About 90 percent to 95 percent of those infected with the polio virus have minor non-specific symptoms such as low-grade fevers, malaise, sore throat and/or headache, and these people recover with no problems. Some people also have GI symptoms such as nausea, vomiting and/or abdominal pain, and again typically have a full recovery.

About 1 percent of those infected develop paralytic polio (damage to muscle innervating neurons), causing muscle weakness (most often in one limb or on one side of the body) which can progress to flaccidity and paralysis. About half of these patients recover fully, a quarter have mild residual weakness and about a quarter have severe permanent disability. Overall, the prognosis is better for younger children.

Polio infection is definitively diagnosed by cultures of certain body fluids or blood antibody tests. The only treatment for polio is supportive care, but a 95 percent effective preventative vaccine exists and is routinely given to all children in the U.S. This not only helps prevent infection from the polio virus, but also helps eradicate the disease from the population since polio is only transmitted from person to person by the fecal-oral route discussed above.

From this discussion it should not be surprising that new cases of polio in the U.S. are essentially all contracted outside the country. In fact, worldwide vaccination programs are attempting to eradicate polio completely, as was done for smallpox.

Post-polio syndrome occurs in people years after they have had paralytic polio. One theory as to why it occurs is that the partially damaged neurons from the initial infection "wear out." This explains why there is no active viral infection in people with the syndrome, and why their symptoms are typically fatigue and slowly progressive muscle weakness affecting the same muscles as in the initial infection.

There is no specific test for post-polio syndrome. In fact, it may be difficult to diagnose since the slow onset and subtlety of initial symptoms may be caused by many other conditions. The criteria to diagnose it are:

- A history of paralytic polio (even if there was an essentially complete recovery).

- A stable period after the initial infection, which can be decades long.

- Gradual onset of persistent muscle weakness and sometimes muscle atrophy.

- Symptoms that persist for more than a year.

- Other possible causes of the symptoms must be ruled out.

Post-polio syndrome is actually pretty common in survivors of paralytic polio, affecting a quarter to half of these patients.

The slow progression of the symptoms, and the fact that they occur in a distribution that the patient survived in the past, make the prognosis for the syndrome good in the sense that it is rarely life threatening. However, it can significantly impact the patient's quality of life.

Appropriate exercise to strengthen certain muscles to help offset the weakness from the syndrome can be beneficial in many patients; to date, no other treatments have been shown to be very effective.

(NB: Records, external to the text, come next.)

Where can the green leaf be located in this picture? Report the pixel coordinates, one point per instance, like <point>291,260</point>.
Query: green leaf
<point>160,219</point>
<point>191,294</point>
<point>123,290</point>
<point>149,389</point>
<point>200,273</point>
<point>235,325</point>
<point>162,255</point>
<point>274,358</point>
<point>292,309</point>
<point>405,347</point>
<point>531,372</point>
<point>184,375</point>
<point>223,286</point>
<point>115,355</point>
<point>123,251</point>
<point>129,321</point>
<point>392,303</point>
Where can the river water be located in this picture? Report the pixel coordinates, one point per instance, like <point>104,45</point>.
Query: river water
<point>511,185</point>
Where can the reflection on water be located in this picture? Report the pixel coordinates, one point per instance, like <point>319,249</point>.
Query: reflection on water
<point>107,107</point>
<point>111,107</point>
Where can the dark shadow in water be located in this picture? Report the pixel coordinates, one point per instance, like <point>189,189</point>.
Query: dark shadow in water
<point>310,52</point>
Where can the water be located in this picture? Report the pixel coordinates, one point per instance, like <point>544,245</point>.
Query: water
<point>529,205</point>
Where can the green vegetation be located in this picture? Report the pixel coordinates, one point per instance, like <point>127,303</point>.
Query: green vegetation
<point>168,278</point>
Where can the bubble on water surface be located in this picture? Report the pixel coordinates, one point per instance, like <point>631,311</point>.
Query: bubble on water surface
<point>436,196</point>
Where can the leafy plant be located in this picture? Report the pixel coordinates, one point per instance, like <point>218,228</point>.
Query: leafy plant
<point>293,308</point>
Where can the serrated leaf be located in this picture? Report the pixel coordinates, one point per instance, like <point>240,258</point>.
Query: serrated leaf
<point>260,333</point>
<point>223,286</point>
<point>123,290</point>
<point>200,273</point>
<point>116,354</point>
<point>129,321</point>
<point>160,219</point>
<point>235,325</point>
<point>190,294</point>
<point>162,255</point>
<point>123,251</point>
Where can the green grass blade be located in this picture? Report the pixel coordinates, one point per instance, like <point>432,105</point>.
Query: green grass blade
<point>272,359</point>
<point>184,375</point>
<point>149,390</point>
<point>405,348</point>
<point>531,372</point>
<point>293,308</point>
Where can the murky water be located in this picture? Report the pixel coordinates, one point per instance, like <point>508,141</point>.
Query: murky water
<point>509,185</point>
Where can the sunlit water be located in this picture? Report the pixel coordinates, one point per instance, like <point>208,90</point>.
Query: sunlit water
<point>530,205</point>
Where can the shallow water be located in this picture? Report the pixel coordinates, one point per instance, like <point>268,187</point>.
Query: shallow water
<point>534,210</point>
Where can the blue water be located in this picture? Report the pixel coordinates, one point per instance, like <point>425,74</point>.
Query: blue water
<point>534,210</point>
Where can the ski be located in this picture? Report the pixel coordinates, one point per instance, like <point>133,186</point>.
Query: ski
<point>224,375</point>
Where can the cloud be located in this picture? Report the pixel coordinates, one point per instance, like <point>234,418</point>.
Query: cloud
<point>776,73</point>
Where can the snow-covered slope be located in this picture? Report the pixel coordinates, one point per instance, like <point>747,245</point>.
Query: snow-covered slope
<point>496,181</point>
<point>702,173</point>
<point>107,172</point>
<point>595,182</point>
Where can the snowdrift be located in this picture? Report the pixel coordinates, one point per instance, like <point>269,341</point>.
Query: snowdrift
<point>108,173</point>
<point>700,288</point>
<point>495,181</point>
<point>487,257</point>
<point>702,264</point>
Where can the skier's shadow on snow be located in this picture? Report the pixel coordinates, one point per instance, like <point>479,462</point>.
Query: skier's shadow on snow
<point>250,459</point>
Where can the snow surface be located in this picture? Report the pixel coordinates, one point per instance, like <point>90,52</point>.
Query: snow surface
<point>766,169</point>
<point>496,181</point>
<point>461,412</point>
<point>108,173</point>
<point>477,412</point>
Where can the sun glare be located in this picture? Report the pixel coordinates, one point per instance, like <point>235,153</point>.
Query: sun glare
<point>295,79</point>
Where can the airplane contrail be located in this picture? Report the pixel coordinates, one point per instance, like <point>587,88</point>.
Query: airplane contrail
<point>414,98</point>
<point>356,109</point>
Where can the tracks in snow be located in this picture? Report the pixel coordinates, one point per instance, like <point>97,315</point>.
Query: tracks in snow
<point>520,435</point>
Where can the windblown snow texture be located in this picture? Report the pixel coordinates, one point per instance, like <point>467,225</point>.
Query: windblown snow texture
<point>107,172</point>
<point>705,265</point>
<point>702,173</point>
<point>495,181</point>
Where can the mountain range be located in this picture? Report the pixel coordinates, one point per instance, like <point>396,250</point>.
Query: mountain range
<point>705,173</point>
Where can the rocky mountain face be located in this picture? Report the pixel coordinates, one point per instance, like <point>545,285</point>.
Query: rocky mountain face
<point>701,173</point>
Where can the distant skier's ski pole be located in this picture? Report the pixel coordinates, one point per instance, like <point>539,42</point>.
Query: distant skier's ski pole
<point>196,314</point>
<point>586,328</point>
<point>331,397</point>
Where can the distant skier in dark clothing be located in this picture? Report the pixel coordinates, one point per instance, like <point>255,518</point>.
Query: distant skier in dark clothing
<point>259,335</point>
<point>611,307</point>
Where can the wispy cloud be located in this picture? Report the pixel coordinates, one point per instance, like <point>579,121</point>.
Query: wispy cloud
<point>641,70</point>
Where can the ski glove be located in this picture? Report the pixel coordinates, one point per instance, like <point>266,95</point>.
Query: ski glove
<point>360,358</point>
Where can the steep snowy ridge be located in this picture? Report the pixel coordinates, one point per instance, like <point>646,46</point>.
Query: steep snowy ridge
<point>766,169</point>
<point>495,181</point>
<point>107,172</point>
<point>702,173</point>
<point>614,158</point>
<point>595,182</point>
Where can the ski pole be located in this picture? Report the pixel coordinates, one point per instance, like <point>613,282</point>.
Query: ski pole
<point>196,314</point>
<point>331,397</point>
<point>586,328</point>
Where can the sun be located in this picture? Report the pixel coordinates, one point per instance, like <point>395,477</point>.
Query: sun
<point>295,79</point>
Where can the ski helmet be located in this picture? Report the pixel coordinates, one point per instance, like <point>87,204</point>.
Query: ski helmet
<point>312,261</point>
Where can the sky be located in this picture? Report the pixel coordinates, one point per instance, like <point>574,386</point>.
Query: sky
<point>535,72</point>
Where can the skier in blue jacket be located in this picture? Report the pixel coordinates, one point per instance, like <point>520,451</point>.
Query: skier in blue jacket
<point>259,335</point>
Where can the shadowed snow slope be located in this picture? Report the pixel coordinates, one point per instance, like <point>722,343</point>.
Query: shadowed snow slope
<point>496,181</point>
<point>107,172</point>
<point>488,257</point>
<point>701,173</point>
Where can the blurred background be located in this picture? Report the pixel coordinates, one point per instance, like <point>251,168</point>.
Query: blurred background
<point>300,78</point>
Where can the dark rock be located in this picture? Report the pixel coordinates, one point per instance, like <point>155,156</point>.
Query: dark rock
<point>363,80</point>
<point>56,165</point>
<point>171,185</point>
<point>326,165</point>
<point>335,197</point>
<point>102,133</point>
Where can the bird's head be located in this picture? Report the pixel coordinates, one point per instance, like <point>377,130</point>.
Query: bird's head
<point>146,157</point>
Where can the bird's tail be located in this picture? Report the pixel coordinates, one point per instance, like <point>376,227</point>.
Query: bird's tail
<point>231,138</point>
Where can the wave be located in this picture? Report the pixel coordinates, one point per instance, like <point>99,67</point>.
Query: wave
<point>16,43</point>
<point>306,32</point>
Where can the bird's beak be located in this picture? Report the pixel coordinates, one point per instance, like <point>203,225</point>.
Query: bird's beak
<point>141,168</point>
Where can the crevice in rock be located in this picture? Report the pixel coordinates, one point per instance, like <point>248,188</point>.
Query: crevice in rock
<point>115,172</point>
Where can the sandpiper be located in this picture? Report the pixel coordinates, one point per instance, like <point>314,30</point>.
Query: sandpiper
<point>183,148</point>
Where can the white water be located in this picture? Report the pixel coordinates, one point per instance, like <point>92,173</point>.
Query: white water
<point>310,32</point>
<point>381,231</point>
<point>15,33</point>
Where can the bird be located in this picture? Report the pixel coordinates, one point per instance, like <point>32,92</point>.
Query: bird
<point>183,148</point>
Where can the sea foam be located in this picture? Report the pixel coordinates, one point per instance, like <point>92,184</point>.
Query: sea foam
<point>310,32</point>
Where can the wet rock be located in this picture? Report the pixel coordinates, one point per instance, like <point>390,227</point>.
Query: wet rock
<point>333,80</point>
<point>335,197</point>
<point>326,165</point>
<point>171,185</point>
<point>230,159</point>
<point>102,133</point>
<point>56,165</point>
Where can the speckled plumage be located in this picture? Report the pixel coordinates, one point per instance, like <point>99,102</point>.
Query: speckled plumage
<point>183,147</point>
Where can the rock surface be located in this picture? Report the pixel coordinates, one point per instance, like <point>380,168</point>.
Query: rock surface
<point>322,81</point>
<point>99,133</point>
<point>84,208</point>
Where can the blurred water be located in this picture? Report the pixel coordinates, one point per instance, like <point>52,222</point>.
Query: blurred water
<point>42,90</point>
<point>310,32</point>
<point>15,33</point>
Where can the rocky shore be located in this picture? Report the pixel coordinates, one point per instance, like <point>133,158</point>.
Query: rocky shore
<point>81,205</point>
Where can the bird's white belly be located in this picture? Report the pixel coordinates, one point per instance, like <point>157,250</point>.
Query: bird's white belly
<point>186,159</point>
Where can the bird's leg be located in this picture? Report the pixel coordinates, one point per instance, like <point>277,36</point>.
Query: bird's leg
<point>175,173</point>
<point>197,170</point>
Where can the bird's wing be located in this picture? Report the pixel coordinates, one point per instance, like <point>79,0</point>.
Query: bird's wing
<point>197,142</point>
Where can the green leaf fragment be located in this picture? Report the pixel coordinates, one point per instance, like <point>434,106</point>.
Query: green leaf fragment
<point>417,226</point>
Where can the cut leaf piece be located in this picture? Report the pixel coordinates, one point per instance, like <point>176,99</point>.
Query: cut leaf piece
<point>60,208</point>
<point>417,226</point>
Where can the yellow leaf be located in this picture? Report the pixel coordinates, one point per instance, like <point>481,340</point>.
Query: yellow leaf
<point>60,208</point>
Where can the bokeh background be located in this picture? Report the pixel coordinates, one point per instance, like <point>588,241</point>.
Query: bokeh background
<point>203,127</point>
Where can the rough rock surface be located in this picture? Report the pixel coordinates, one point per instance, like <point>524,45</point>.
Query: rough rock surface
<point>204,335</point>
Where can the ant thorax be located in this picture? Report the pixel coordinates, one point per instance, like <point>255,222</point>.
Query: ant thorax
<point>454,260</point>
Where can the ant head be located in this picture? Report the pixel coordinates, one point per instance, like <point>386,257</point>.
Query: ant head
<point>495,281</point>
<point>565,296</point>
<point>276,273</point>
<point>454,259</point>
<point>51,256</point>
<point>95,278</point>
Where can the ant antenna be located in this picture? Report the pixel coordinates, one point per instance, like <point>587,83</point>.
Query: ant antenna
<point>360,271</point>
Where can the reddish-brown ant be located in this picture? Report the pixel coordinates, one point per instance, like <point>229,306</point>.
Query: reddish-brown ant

Although new cases of polio are rare in the U.S., there are still about half a million Americans who are survivors of this disease (typically contracted before mass vaccination efforts helped minimize its occurrence) and, hence, are at risk for post-polio syndrome; worldwide there are many millions of people at risk.

Although there is no known way to prevent the syndrome, regular exercise to keep muscles fit and strong as well as to stay healthy overall can help minimize the negative impact this condition may have.